30. September 2022
Aserbaidschan hat Armenien angegriffen – und die deutsche Regierung schweigt. Um sich aus der Abhängigkeit Putins zu befreien, hofiert die Ampel jetzt einfach einen anderen Diktator.
Diktator Alijew auf Staatsbesuch im Kreml, 22. Februar 2022.
IMAGO / SNADer Besuch der Sprecherin des US-Repräsentantenhauses Nancy Pelosi in Taiwan vor wenigen Wochen sorgte weltweit für Aufregung. Viele fragten sich, wie China reagieren würde. Der letzte Auslandsbesuch Pelosis nach Jerewan/Armenien wurde im Vergleich dazu kaum beachtet – und das obwohl der Südkaukaus eine nicht weniger explosive Region ist.
In der Nacht vom 12. auf den 13. September griff Aserbaidschan das international anerkannte Territorium Armeniens an. Entlang der 400 Kilometer langen Grenze beschossen aserbaidschanische Truppen insgesamt 37 armenische Städte mit Artillerie, Raketen und Drohnen. Sie versuchten dabei offensichtlich die Kurstadt Jermuk einzunehmen, was ihnen misslang. Doch sie konnten weiteres armenisches Territorium besetzen und rückten bis zu 4,5 Kilometer an Jermuk vor. Dabei wurden mindestens 207 armenische Soldatinnen und Soldaten sowie 5 Zivilisten getötet. Die Häuser von 7.600 Menschen wurden bis zur Unbewohnbarkeit zerstört.
»Deutschlands Suche nach neuen Energielieferanten gleicht einer Shoppingtour durch die schlimmsten Diktaturen dieser Welt.«
Es handelte sich um eine klare Aggression Aserbaidschans. Seit dem 44-Tage-Krieg im Jahr 2020 fühlt sich Baku militärisch überlegen und möchte diese Gelegenheit nutzen, um der armenischen Regierung um Premierminister Nikol Paschinyan so viele Zugeständnisse wie möglich abzuringen. Jerewan soll dazu gedrängt werden, einen Vertrag zu unterzeichnen, der die territoriale Integrität Aserbaidschans anerkannt und damit eingesteht, dass die umkämpfte Region Arzach/Bergkarabach Aserbaidschan zugestanden wird.
Nach zwei Tagen konnte eine Waffenruhe verkündet werden, die bislang größtenteils hält – hauptsächlich aufgrund der Intervention der USA. Nancy Pelosi reiste daraufhin in die armenische Hauptstadt.
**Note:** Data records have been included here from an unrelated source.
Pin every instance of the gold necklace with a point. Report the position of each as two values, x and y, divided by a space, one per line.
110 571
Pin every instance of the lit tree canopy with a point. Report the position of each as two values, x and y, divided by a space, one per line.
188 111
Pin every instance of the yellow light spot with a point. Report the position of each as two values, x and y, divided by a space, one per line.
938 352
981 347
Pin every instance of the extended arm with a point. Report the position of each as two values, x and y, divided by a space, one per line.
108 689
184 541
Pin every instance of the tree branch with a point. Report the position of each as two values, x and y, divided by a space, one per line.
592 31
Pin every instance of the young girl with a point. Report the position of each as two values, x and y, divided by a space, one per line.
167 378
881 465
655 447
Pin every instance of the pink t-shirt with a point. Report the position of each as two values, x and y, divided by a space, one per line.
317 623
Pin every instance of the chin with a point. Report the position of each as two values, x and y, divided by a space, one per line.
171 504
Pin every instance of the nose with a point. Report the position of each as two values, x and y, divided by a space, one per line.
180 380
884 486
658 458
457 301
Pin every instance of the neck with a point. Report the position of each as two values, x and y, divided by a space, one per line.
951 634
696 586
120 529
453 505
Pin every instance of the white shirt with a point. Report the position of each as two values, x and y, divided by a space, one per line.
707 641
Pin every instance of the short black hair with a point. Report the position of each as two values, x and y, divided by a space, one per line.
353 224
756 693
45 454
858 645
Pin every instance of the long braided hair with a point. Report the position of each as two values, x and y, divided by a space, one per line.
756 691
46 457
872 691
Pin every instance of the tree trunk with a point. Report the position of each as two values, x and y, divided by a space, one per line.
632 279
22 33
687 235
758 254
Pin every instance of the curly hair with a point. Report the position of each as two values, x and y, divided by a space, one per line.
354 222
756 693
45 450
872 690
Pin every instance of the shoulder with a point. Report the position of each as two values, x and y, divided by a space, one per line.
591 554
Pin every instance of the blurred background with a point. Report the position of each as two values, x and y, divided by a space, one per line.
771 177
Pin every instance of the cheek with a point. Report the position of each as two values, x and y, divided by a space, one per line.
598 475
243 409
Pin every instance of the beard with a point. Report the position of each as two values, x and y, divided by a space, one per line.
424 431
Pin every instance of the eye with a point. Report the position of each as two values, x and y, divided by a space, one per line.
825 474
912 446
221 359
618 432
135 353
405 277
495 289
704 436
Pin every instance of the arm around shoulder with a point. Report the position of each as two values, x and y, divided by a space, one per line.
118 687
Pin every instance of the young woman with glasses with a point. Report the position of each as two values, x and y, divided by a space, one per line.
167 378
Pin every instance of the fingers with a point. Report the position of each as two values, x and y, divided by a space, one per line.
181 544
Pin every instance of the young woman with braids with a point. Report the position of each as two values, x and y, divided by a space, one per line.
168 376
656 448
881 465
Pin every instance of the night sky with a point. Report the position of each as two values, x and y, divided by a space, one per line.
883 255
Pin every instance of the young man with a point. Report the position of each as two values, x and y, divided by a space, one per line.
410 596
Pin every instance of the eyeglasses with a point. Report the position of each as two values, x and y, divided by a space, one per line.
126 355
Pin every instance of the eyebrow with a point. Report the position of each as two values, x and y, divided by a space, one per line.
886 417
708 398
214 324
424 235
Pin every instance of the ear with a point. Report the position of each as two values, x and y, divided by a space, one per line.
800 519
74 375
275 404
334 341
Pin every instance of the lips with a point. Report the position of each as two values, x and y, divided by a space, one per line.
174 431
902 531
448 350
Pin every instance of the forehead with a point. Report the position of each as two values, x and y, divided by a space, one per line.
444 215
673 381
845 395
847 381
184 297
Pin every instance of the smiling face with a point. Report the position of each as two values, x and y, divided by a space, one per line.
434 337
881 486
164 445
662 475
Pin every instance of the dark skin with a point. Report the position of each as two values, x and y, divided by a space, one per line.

Sie stellte sich rhetorisch auf die Seite Armeniens und verurteilte den »illegalen und tödlichen Angriff Aserbaidschans auf armenisches Territorium«. Sie besuchte dabei nicht nur das Denkmal für die Opfer des Völkermordes von 1915 und war die ranghöchste Repräsentantin des Landes, die Armenien je besucht hatte. Sie stellte Armenien auch in eine Reihe mit der Ukraine und Taiwan. In dieser Konfrontation zwischen Demokratie und Autokratie sind die Rollen klar verteilt: In Aserbaidschan gelten keinerlei demokratische Standards und der Alijew-Clan ist seit fast dreißig Jahren an der Staatsspitze. Armenien hingegen genießt spätestens seit der sogenannten Samtenen Revolution von 2018 Sympathien innerhalb der »westlichen Wertegemeinschaft« – mehr aber auch nicht.
An Deutschlands Haltung zeigt sich exemplarisch, wie zynisch und kalkuliert diese vermeintlich von Werten geleitete Gemeinschaft agiert, um ihre eigenen Interessen zu verteidigen. Berlin arbeitet seit Jahrzehnten nicht nur eng mit dem türkischen Staat gegen die kurdische Freiheitsbewegung zusammen, sondern festigt auch zunehmend seine Partnerschaft mit Baku, zumal Aserbaidschan im Südkaukasus Deutschlands wichtigster Handelspartner ist. Erst fünf Tage vor dem Angriff am 12. September trafen sich deutsche Militärs wiederholt mit ihren Pendants in Baku. Spätestens seit der Aserbaidschan-Connection ist bekannt, dass sich deutsche Politikerinnen und Politiker von einer Diktatur kaufen lassen und für sie politisch lobbyieren.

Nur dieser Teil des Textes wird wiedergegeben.